To niemal rodzaj tajnego bractwa, sekretnego wtajemniczenia, do którego nie ma dostępu nikt, kto nie jest aktywnym użytkownikiem tej aplikacji i buduje swoją wiedzę o świecie na podstawie wiadomości z innych źródeł. Bo tam rzadko można przeczytać o tym, co dzieje się na TikToku. A już na pewno nie można poczuć gorącej atmosfery, która towarzyszy tym zjawiskom.

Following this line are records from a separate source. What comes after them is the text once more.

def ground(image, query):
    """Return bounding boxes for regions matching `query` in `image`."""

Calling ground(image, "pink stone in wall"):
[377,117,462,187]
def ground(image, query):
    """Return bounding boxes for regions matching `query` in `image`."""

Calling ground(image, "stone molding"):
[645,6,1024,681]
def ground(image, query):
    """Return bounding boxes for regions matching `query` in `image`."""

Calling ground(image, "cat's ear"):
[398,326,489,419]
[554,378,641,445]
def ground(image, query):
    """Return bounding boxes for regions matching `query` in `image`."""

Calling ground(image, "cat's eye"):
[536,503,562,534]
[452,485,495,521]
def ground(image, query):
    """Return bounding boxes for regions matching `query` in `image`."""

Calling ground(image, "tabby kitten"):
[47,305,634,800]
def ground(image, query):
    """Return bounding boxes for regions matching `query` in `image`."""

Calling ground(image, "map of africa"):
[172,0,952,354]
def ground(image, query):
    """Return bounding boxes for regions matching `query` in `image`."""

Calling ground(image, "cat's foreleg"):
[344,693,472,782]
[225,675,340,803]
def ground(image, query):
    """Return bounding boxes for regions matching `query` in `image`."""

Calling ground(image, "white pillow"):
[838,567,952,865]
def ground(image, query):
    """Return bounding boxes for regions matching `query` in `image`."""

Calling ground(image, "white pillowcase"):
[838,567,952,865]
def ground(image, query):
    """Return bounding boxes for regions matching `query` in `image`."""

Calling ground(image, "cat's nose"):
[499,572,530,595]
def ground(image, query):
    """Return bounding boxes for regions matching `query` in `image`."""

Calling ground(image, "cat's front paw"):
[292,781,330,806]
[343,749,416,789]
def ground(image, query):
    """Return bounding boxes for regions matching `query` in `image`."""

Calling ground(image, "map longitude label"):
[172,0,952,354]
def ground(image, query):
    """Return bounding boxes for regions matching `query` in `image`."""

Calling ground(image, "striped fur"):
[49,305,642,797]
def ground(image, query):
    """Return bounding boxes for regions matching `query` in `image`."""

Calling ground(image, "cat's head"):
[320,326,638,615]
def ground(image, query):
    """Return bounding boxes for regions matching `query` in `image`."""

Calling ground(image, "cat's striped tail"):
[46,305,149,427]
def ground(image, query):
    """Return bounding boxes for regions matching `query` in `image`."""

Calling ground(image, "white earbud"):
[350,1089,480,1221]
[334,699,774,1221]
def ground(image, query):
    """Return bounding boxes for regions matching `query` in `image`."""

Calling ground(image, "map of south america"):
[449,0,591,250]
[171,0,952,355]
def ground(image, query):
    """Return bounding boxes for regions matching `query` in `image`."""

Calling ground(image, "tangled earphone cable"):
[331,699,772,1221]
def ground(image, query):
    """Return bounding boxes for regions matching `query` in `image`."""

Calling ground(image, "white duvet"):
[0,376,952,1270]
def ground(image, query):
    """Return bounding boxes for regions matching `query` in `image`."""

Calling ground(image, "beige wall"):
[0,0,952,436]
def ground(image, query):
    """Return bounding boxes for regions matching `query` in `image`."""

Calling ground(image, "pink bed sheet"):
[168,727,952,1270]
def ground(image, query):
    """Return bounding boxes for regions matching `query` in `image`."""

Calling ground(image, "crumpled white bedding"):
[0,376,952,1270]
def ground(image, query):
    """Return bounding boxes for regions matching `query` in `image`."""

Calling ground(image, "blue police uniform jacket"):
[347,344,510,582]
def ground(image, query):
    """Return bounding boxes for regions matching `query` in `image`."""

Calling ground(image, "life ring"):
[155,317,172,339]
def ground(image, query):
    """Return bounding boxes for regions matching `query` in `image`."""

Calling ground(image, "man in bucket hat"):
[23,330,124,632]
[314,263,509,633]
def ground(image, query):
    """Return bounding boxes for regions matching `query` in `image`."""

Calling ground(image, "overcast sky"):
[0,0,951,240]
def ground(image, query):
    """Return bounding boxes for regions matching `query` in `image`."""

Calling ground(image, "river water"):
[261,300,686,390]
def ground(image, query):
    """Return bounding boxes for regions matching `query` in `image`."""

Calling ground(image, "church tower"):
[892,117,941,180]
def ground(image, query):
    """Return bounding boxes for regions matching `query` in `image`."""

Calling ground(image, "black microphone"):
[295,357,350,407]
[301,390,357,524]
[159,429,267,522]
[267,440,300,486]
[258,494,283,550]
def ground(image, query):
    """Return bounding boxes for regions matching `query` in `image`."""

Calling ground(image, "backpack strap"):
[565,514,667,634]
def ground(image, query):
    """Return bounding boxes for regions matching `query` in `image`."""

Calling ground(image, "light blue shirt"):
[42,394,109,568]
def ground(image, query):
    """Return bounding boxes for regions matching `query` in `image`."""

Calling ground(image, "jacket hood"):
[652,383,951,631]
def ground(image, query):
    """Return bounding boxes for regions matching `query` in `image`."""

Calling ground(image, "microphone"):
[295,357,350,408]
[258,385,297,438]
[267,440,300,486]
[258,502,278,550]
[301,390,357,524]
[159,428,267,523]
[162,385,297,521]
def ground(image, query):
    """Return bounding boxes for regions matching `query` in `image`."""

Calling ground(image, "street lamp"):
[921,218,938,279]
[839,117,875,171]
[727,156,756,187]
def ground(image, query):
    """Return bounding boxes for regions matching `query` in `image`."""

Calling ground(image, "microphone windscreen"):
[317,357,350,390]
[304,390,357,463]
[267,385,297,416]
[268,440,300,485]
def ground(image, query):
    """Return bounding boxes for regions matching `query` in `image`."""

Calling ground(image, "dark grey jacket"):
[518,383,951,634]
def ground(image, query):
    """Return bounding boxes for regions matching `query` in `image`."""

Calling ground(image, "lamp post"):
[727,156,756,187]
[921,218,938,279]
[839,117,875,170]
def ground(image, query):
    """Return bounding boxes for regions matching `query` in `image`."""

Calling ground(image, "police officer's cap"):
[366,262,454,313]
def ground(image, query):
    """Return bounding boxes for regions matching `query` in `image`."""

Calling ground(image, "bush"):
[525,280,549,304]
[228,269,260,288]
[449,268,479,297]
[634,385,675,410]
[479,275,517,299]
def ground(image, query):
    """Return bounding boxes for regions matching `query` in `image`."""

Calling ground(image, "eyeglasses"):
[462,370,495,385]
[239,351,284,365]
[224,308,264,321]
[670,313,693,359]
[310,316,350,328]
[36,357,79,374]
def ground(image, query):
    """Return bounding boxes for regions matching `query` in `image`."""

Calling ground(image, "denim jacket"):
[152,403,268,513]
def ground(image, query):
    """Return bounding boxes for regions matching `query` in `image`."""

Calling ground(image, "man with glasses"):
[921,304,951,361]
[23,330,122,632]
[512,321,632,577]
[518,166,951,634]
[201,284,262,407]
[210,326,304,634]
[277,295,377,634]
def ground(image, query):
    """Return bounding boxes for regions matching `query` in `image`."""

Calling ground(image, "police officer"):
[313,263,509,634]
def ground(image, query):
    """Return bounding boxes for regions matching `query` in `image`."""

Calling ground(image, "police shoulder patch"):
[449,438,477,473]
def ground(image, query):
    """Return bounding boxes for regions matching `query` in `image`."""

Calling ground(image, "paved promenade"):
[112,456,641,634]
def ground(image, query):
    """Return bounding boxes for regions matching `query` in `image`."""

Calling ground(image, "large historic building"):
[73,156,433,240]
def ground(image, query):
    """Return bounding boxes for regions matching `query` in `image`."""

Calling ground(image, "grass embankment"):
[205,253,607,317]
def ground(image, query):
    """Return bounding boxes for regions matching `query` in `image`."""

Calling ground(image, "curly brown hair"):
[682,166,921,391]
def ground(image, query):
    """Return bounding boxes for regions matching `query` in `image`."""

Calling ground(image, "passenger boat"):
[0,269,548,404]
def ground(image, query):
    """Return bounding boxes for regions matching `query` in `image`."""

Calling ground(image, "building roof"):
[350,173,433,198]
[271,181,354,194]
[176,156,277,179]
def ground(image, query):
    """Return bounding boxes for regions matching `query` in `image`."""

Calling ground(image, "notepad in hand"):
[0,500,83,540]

Żeby sobie to uświadomić, wystarczy przyjrzeć się najważniejszym globalnym tiktokowym trendom 2023 r. Można się w ciemno założyć, że nikt, kto ma więcej niż 30 lat i nie ma dzieci, nie ma najmniejszego pojęcia o ich istnieniu i ich masowej popularności.
Oto kilka przykładów: "girl dinner" - prawdziwy przebój ostatniego lata. Chodziło w nim o to, że użytkowniczki aplikacji dzieliły się swoim umiłowaniem mikroskopijnych dań, składających się zwykle z krakersów z symboliczną dawką sera i kawałkami owoców. Okazało się, że miliony dziewcząt na całym świecie uwielbia takie właśnie posiłki.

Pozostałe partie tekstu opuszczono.